Consider a probability space $(\Omega,\mathcal{F},P)$ and a bounded random variable $X$. Let $(A_n)_{n\ge 1}$ be a countable partition of $\Omega$ and define $\mathcal{A}:=\sigma(\{A_n:n\ge 1\})$. Then it holds:
$$E[X|\mathcal{A}]=\sum_{n\ge 1, P(A_n)>0}E[X|A_n]\cdot\mathbb{1}_{A_n}$$
One can prove it by using the uniqueness of $E[X|\mathcal{A}]$, i.e.
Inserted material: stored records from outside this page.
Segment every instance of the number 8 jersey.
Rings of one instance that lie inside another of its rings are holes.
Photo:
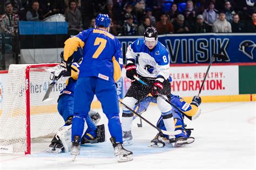
[[[150,50],[144,44],[143,38],[139,38],[128,47],[126,56],[127,63],[138,61],[137,73],[143,77],[162,76],[165,80],[169,77],[169,53],[159,41]]]
[[[79,77],[96,76],[112,82],[121,76],[123,56],[120,41],[107,31],[98,29],[83,31],[65,42],[64,58],[69,59],[77,47],[83,48]]]

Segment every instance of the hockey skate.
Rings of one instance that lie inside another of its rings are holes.
[[[72,160],[75,161],[76,157],[80,154],[80,144],[79,143],[79,137],[74,136],[73,141],[72,143],[71,151],[70,154],[72,155]]]
[[[81,145],[94,144],[99,142],[104,142],[105,140],[104,124],[97,126],[96,137],[94,139],[88,139],[84,136],[82,138]]]
[[[64,147],[58,136],[56,135],[52,139],[46,152],[48,153],[63,153],[65,152]]]
[[[131,131],[123,131],[123,145],[124,146],[133,144]]]
[[[132,157],[132,152],[125,149],[121,143],[116,143],[116,138],[111,138],[110,139],[114,147],[114,154],[118,162],[130,161],[133,159]]]
[[[178,138],[175,143],[175,147],[179,147],[182,145],[190,144],[193,143],[194,138],[193,137],[185,138],[183,137],[180,137]]]
[[[164,134],[159,132],[149,145],[149,147],[163,147],[165,146]]]

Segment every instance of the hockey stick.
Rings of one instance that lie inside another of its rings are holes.
[[[138,103],[138,109],[137,110],[139,110],[139,114],[142,115],[142,113],[140,112],[140,104],[139,104],[139,103]],[[142,118],[140,117],[139,118],[139,124],[137,123],[137,125],[138,128],[142,128]]]
[[[151,125],[152,127],[154,128],[155,129],[156,129],[159,132],[161,132],[162,133],[164,133],[164,134],[167,134],[167,135],[177,135],[177,134],[180,134],[181,133],[181,131],[180,130],[177,130],[176,131],[173,131],[173,132],[171,132],[171,131],[166,131],[166,130],[161,130],[161,129],[160,128],[157,128],[157,126],[156,126],[155,125],[154,125],[153,124],[152,124],[151,123],[150,123],[150,122],[149,122],[149,121],[147,121],[147,119],[146,119],[145,118],[144,118],[143,117],[142,117],[141,115],[140,115],[139,114],[138,114],[137,112],[136,112],[135,111],[134,111],[133,110],[132,110],[132,109],[131,109],[130,108],[129,108],[128,106],[127,106],[125,104],[124,104],[124,103],[123,103],[122,102],[121,102],[120,101],[119,101],[120,103],[121,103],[122,104],[123,104],[125,108],[126,108],[127,109],[129,110],[130,111],[131,111],[133,114],[135,114],[137,116],[138,116],[138,117],[139,117],[140,118],[141,118],[143,121],[144,121],[145,122],[146,122],[146,123],[147,123],[148,124],[149,124],[150,125]]]
[[[136,75],[133,75],[133,77],[134,77],[135,79],[138,80],[139,82],[142,83],[143,84],[148,86],[148,84],[147,83],[144,82],[143,81],[142,81],[140,79],[139,79],[139,77],[138,77]],[[186,116],[188,119],[189,119],[191,121],[192,121],[192,120],[194,119],[194,118],[193,119],[191,116],[187,116],[187,115],[186,115],[181,110],[180,110],[180,109],[177,108],[175,105],[174,105],[173,103],[170,102],[167,98],[164,97],[162,95],[161,95],[160,94],[159,94],[159,93],[158,93],[157,95],[158,95],[159,97],[161,97],[165,101],[166,101],[166,102],[167,102],[168,103],[171,104],[172,106],[173,106],[175,109],[177,109],[179,111],[180,111],[181,114],[183,114],[185,116]]]
[[[222,59],[223,60],[228,60],[228,58],[227,58],[227,56],[224,55],[218,54],[213,54],[212,55],[212,60],[211,60],[211,62],[210,62],[209,66],[208,66],[208,68],[207,69],[206,72],[205,73],[205,77],[204,77],[204,80],[203,81],[202,84],[201,84],[201,87],[200,88],[199,91],[198,92],[198,94],[197,96],[197,98],[199,98],[199,95],[200,95],[200,94],[201,93],[201,91],[203,89],[203,87],[204,87],[204,84],[205,83],[205,80],[206,79],[206,76],[208,74],[208,72],[209,72],[210,67],[212,65],[212,63],[213,62],[213,60],[215,59],[215,58],[217,58]]]

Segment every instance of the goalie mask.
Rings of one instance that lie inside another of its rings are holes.
[[[150,49],[152,49],[157,44],[157,31],[155,27],[148,27],[144,32],[144,44]]]

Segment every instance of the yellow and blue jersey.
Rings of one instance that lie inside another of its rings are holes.
[[[68,62],[71,62],[72,55],[78,47],[83,49],[79,77],[96,76],[112,82],[120,77],[123,67],[121,44],[111,33],[90,29],[68,39],[65,45],[64,59]]]

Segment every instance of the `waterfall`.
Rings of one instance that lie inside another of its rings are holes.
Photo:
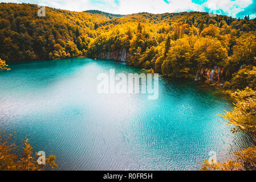
[[[210,74],[210,77],[209,78],[209,80],[213,81],[213,75],[214,74],[214,69],[212,70]]]
[[[197,72],[197,76],[196,76],[196,78],[194,78],[194,81],[198,80],[198,71]]]
[[[126,50],[125,49],[123,49],[121,61],[126,61]]]

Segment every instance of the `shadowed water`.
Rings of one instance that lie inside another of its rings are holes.
[[[89,59],[13,65],[0,72],[0,130],[56,156],[58,169],[197,170],[250,143],[218,115],[232,105],[207,88],[160,78],[159,97],[99,94],[99,73],[139,73]],[[139,84],[139,83],[137,83]]]

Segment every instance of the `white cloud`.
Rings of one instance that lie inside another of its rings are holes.
[[[192,0],[167,1],[169,4],[164,0],[119,0],[118,4],[115,0],[0,0],[0,2],[33,3],[38,2],[40,5],[63,10],[76,11],[99,10],[120,14],[141,12],[160,14],[188,11],[204,11],[207,8],[210,9],[210,13],[214,12],[216,10],[221,10],[221,12],[217,11],[216,13],[233,17],[253,3],[253,0],[208,0],[199,5],[192,2]]]

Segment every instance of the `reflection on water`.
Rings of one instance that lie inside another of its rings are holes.
[[[97,76],[125,64],[72,59],[11,65],[0,73],[0,130],[57,156],[58,169],[197,170],[249,146],[218,113],[232,105],[193,83],[160,78],[159,97],[99,94]]]

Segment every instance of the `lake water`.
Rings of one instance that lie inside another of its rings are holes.
[[[59,170],[198,170],[250,144],[218,115],[231,103],[209,88],[160,77],[159,97],[99,94],[100,73],[141,73],[90,59],[32,62],[0,72],[0,130],[34,151],[56,156]]]

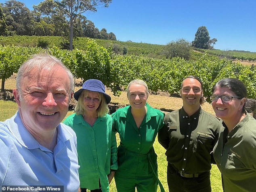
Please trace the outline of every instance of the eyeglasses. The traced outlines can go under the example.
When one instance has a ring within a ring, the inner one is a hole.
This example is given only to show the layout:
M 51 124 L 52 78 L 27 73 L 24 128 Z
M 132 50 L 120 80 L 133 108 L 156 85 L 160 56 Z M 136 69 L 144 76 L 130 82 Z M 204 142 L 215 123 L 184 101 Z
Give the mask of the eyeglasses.
M 212 95 L 210 97 L 211 100 L 213 102 L 216 102 L 219 98 L 220 98 L 222 102 L 225 103 L 229 103 L 231 102 L 234 98 L 243 98 L 242 97 L 237 97 L 237 96 L 231 96 L 230 95 Z

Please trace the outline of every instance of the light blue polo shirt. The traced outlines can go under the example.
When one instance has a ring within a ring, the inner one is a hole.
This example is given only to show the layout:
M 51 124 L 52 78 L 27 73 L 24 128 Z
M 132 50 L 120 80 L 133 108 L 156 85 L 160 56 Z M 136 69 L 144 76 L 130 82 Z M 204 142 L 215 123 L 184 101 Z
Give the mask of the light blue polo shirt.
M 57 144 L 52 152 L 27 130 L 18 111 L 0 122 L 0 188 L 10 185 L 64 186 L 64 192 L 78 191 L 76 136 L 62 123 L 57 128 Z

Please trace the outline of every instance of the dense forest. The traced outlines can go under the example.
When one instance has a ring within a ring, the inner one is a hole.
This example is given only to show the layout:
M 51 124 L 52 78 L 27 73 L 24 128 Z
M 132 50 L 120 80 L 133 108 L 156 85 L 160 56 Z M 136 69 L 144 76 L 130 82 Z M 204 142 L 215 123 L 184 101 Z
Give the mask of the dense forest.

I should be done, if I can show that the expression on the right is $\mathcal{A}$-measurable, and that for any $B\in\mathcal{A}$, it holds
$$E\Big[E[X|\mathcal{A}]\cdot 1_B\Big]=E\Big[\Big(\sum_{n\ge 1, P(A_n)>0}E[X|A_n]\cdot\mathbb{1}_{A_n}\Big)\cdot 1_B\Big]$$
EDIT:
First property: For any $n\ge 1$: $E[X|A_n]$ and $1_{A_n}$ are $\sigma(1_{A_n})$-measurable, therefore $\mathcal{A}$-measurable. Now using the fact that products and sums of measurable functions are measurable, we have that
$$\sum_{n\ge 1, P(A_n)>0}E[X|A_n]\cdot\mathbb{1}_{A_n}$$
is $\mathcal{A}$-measurable.
Second property:
Now let $A_n\in\mathcal{A}$ with $P(A_n)=0$. Then we know that
$$E[X\cdot1_{A_n}]=\sum_{\omega\in A_n}X(\omega)\cdot \underbrace{P(\{\omega\})}_{=0}=0.$$
Therefore we have for any $B\in\mathcal{A}$, i.e. $B=\cup_{m\in M} A_m$ with a countable subset $M\subset\mathbb{N}$
\begin{align}
E\Big[E[X|\mathcal{A}] 1_B \Big]
&=E[X 1_B]\\
&=E[X\sum_{m\in M}1_{A_m}]\\
&=E[\sum_{m\in M}X 1_{A_m}]\\
&=\sum_{m\in M}E[X 1_{A_m}],\text{ since $X$ is bounded we can use Fubini here}\\
&=\sum_{m\in M,P(A_m)>0}E[X 1_{A_m}],\text{ with the statement above}\\
&=\sum_{m\in M,P(A_m)>0}E\Big[E[X|A_m] 1_{A_m}\Big]\\
&=\sum_{m\in M,P(A_m)>0}E\Big[E[X|A_m] 1_{A_m}1_B\Big],\text{ since }1_B\cdot 1_{A_m}=1_{A_m}.\\
&=\sum_{n\ge 1,P(A_n)>0}E\Big[E[X|A_n] 1_{A_n}1_B\Big],\text{ since }1_B\cdot 1_{A_n}=0\text{ for }n\notin M.\\
&=E\Big[\Big(\sum_{n\ge 1,P(A_n)>0}E[X|A_n] 1_{A_n}\Big)1_B\Big],\text{ again Fubini}\\
\end{align}
For the Fubini statement see here
Best Answer
Assume for simplicity that $\mathsf{P}(A_i)>0$ for all $i$. Every element of $\mathcal{A}$ is an at most countable union of sets in $(A_n)$. Thus, for $B=\bigcup_{i}A_i$, $$ \mathsf{E}X1_B=\sum_{i}\mathsf{E}[X1_{A_i}]=\sum_{i}\mathsf{E}[\mathsf{E}[X\mid A_i]1_{A_i}]=\mathsf{E}\left[\sum_i\mathsf{E}[X\mid A_i]1_{A_i}1_B\right] $$ because $(A_n)$ are disjoint and $X$ is bounded (although, it suffices to assume that $\mathsf{E}|X|<\infty$).